Head of the EU Delegation to Barbados, the Eastern Caribbean States, the OECS and Caricom/Cariforum, Malgorzata Wasilewska said: “The renewal of countries’ catastrophe risk insurance policies at this time signals the growing strategic importance placed on disaster risk financing as key to advancing sustainable development prospects in the context of shrinking fiscal space. We are proud to say that the EU contribution supported important milestones in this regard.”

She also added that, “Recent and past support from the EU to CCRIF was adequate to ease payment of member countries’ premiums and improve their risk coverage against natural hazards. However, the global context calls for [a] constant search for innovative solutions to allow the successful facility to grow accordingly.

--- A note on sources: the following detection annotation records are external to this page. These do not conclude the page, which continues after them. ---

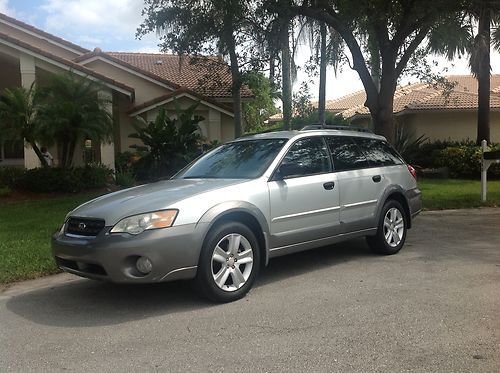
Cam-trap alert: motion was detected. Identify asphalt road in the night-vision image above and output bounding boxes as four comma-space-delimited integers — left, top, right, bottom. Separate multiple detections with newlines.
0, 209, 500, 372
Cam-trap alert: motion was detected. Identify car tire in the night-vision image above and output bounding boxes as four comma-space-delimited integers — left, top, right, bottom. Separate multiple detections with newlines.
195, 222, 260, 303
366, 199, 408, 255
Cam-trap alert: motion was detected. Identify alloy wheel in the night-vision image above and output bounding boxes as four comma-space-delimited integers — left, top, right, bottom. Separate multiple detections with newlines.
212, 233, 253, 292
384, 207, 405, 247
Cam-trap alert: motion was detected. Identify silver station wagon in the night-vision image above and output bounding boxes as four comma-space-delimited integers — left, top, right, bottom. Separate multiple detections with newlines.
52, 126, 421, 302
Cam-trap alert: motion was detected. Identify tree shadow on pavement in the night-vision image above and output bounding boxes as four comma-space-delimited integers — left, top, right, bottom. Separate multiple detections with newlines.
7, 240, 373, 327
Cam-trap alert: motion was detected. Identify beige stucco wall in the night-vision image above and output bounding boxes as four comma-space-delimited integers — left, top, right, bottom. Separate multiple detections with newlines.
0, 21, 79, 60
0, 52, 21, 91
221, 114, 234, 142
85, 60, 171, 105
400, 111, 500, 143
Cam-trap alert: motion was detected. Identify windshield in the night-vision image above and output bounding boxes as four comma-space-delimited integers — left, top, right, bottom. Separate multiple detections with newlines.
176, 139, 287, 179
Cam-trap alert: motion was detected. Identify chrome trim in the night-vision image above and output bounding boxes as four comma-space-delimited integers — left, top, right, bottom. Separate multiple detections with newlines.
160, 266, 198, 281
64, 232, 97, 239
342, 199, 378, 209
269, 228, 377, 252
271, 206, 340, 223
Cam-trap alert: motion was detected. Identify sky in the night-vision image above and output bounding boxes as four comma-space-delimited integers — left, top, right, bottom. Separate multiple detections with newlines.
0, 0, 500, 100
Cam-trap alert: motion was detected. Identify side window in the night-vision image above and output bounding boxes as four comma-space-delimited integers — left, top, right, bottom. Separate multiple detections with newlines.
326, 136, 368, 171
279, 137, 332, 178
355, 137, 403, 167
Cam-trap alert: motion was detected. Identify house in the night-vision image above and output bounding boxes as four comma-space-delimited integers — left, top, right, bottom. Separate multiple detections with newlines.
0, 13, 252, 168
326, 75, 500, 143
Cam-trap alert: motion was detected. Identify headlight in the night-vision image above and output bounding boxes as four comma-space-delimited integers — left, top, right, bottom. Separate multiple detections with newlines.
110, 210, 178, 234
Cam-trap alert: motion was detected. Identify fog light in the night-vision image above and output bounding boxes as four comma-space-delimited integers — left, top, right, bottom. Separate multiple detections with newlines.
135, 256, 153, 275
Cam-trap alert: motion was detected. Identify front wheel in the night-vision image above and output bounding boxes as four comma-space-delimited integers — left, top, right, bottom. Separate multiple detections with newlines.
366, 200, 408, 255
195, 222, 260, 302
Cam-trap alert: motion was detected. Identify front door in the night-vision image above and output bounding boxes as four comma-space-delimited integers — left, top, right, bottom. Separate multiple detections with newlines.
268, 136, 340, 248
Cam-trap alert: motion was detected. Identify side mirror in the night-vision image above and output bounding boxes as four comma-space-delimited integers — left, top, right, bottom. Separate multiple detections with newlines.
274, 163, 297, 180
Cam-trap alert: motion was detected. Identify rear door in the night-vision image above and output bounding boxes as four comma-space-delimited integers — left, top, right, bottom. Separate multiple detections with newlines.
268, 136, 340, 248
327, 135, 385, 233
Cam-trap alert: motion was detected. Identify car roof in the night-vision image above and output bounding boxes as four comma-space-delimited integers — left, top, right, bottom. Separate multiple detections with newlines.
234, 128, 385, 141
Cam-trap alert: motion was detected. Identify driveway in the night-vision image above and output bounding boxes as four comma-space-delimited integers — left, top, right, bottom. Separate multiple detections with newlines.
0, 209, 500, 372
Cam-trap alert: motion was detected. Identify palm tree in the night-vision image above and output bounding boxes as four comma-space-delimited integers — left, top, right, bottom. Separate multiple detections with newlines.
39, 72, 113, 167
0, 84, 48, 167
429, 0, 500, 145
297, 18, 344, 123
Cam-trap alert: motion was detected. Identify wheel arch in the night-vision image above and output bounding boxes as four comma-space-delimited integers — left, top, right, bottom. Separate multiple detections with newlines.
198, 201, 269, 266
377, 186, 412, 229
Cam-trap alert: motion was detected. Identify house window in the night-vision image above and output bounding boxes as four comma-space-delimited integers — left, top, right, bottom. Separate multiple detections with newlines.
83, 139, 95, 164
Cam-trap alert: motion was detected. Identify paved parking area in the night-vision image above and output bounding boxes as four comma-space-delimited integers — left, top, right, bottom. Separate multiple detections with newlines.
0, 209, 500, 372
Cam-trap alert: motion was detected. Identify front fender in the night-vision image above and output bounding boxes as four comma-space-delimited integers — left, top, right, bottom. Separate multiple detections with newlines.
197, 201, 269, 265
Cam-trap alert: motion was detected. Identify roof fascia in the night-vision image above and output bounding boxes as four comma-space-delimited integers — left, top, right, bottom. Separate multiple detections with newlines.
129, 92, 234, 117
0, 18, 85, 56
78, 56, 175, 91
0, 38, 134, 97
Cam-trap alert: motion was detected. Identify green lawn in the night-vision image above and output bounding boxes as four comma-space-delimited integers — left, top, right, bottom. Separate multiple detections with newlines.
0, 179, 500, 284
0, 193, 102, 283
418, 178, 500, 210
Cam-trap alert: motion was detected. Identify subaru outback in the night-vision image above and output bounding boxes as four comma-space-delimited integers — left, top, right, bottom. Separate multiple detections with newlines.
52, 126, 421, 302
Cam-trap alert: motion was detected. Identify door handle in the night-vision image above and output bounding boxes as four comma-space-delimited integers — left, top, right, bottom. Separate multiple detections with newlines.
323, 181, 335, 190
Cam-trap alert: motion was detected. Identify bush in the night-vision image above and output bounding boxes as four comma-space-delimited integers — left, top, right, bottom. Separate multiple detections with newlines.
0, 186, 12, 197
115, 171, 135, 188
129, 103, 204, 181
434, 144, 500, 179
404, 140, 476, 168
16, 165, 112, 193
0, 167, 26, 188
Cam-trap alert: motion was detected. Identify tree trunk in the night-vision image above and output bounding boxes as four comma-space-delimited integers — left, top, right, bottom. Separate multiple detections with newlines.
476, 5, 491, 145
269, 51, 276, 85
27, 140, 49, 167
367, 70, 397, 144
224, 14, 243, 137
65, 140, 76, 168
280, 19, 292, 129
229, 49, 243, 137
318, 22, 327, 124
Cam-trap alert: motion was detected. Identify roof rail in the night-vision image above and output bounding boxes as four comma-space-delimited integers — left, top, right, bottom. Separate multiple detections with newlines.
300, 123, 372, 133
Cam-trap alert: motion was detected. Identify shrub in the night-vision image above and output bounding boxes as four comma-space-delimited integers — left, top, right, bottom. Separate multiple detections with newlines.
16, 165, 112, 193
115, 171, 135, 188
0, 167, 26, 188
435, 144, 500, 179
0, 187, 12, 197
129, 103, 204, 180
405, 140, 475, 168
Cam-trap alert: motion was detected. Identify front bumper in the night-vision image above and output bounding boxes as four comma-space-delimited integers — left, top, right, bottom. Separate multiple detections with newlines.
52, 224, 204, 283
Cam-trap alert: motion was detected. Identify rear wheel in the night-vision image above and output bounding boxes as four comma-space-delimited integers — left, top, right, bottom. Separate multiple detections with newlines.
195, 222, 260, 302
366, 200, 408, 255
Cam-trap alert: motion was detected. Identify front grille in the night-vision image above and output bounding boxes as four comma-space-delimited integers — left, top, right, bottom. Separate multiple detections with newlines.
56, 256, 108, 276
66, 218, 104, 237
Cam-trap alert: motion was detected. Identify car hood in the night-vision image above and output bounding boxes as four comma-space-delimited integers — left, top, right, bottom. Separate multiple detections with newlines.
68, 179, 245, 226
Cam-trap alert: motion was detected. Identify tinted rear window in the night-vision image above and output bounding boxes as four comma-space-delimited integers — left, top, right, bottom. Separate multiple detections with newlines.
354, 137, 403, 167
326, 136, 368, 171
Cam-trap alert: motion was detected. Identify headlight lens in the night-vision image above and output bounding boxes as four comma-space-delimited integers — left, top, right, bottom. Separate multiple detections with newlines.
110, 210, 178, 234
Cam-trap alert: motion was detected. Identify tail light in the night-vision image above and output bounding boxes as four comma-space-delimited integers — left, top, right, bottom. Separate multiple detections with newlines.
407, 165, 417, 180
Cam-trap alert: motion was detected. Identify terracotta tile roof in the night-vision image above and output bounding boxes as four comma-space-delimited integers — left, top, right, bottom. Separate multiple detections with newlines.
0, 13, 89, 53
73, 48, 181, 89
327, 75, 500, 118
0, 32, 135, 95
322, 91, 366, 113
105, 52, 253, 98
127, 88, 233, 114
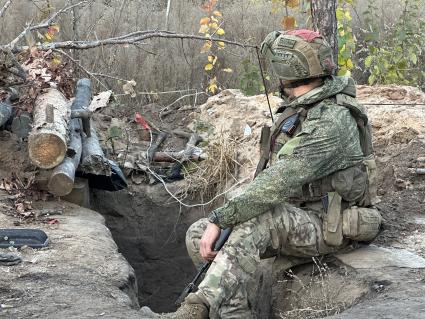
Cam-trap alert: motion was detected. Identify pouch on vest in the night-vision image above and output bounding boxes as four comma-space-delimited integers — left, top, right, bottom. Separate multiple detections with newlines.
342, 206, 382, 242
363, 157, 381, 205
323, 192, 344, 246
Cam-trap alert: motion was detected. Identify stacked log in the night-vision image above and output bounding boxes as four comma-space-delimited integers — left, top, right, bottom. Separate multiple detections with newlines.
48, 119, 82, 196
28, 88, 71, 169
80, 123, 112, 176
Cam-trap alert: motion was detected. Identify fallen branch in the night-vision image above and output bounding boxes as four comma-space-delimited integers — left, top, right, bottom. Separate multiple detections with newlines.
0, 0, 12, 18
5, 31, 256, 53
53, 49, 109, 90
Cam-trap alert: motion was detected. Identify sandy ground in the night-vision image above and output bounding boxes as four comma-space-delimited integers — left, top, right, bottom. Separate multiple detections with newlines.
0, 202, 138, 319
0, 86, 425, 319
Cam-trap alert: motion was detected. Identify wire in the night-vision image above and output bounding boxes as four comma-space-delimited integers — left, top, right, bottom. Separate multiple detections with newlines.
146, 130, 249, 208
255, 46, 274, 123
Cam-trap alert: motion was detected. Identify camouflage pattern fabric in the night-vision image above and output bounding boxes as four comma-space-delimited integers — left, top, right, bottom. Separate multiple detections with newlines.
186, 77, 370, 319
208, 77, 364, 228
186, 203, 347, 319
260, 30, 335, 81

The EU is partnering with CCRIF to focus on self-sustainable mechanisms, allowing for progress in the region while keeping this valuable tool at the service of the countries.”

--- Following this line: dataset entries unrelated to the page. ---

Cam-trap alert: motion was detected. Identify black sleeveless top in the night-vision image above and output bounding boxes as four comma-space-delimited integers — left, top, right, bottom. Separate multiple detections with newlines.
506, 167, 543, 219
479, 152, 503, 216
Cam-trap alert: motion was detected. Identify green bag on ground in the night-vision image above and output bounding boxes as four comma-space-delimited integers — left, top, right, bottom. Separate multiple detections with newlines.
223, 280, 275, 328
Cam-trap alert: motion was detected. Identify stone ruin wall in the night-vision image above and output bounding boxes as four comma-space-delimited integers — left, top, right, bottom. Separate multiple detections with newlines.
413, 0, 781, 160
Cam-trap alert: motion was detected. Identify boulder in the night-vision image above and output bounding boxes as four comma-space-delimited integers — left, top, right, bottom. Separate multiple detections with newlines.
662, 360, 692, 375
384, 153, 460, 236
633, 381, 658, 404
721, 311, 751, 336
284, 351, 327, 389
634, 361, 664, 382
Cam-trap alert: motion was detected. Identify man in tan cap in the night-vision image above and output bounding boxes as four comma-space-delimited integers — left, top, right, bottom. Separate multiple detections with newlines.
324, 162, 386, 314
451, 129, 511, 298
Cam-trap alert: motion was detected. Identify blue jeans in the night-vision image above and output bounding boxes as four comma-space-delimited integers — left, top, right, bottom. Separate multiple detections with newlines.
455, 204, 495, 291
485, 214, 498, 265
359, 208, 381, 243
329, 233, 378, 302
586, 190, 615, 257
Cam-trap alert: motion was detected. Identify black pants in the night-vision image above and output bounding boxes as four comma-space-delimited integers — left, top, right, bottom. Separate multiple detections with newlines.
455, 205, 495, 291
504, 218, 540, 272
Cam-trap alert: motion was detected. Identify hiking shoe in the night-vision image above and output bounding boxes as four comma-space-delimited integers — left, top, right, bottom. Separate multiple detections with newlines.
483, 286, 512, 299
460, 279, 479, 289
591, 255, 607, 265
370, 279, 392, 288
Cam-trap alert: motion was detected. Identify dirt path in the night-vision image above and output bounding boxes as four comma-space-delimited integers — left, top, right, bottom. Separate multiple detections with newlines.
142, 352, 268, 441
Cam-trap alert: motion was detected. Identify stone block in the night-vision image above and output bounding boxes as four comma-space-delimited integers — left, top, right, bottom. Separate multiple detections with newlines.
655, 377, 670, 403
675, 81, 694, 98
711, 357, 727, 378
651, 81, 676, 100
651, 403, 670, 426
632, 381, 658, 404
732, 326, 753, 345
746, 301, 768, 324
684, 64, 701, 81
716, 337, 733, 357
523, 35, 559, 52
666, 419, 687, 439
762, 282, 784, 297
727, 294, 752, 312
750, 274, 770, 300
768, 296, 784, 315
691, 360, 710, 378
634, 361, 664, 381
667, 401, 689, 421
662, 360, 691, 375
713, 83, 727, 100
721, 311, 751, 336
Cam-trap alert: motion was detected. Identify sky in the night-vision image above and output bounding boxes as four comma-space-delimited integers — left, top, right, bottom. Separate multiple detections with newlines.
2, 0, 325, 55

CCRIF currently offers five parametric insurance products — earthquake, based on modelled losses due to ground shaking; tropical cyclone, based on modelled losses due to wind and storm surge; excess rainfall, based on modelled losses due to the amount of rainfall; the Caribbean Ocean and Aquaculture Sustainability Facility (COAST) product for the fisheries sector, based on rain, waves, wind and storm surge; and a product for electric utilities, based on losses due to wind for their transmission and distribution lines. CCRIF is continuing the roll-out of the COAST product and also the electric utilities product, in collaboration with the Caribbean Electric Utility Services Corporation (CARILEC).

Additionally, the facility will launch a product this year for water utility companies, in partnership with the Inter-American Development Bank; and a product for rainfall run-off, initially for Guyana and Suriname, which will be offered to Central American and larger Caribbean countries in subsequent years.

Since the inception of CCRIF in 2007 the facility has made 59 payouts, totalling US$261.4 million, to 16 of its member governments — all within 14 days of the triggering of an event.

CCRIF payouts were not designed to cover all losses on the ground but to provide an injection of quick liquidity immediately following a natural catastrophe so as to allow governments to quickly begin recovery, including supporting the most vulnerable in their populations. A rough assessment of the beneficiaries of CCRIF’s payouts shows that over 3.5 million people in the Caribbean and Central America have benefited directly or indirectly from these payouts.

Uses of payouts over the years have included providing food, shelter, and medicine for affected persons; stabilising drinking water plants; providing building materials for persons to repair their homes; and repairing critical infrastructure such as roads and bridges as a means of enabling movement and access in and out of communities, among others.

Governments have also used payouts to support key sectors such as agriculture, tourism, and education.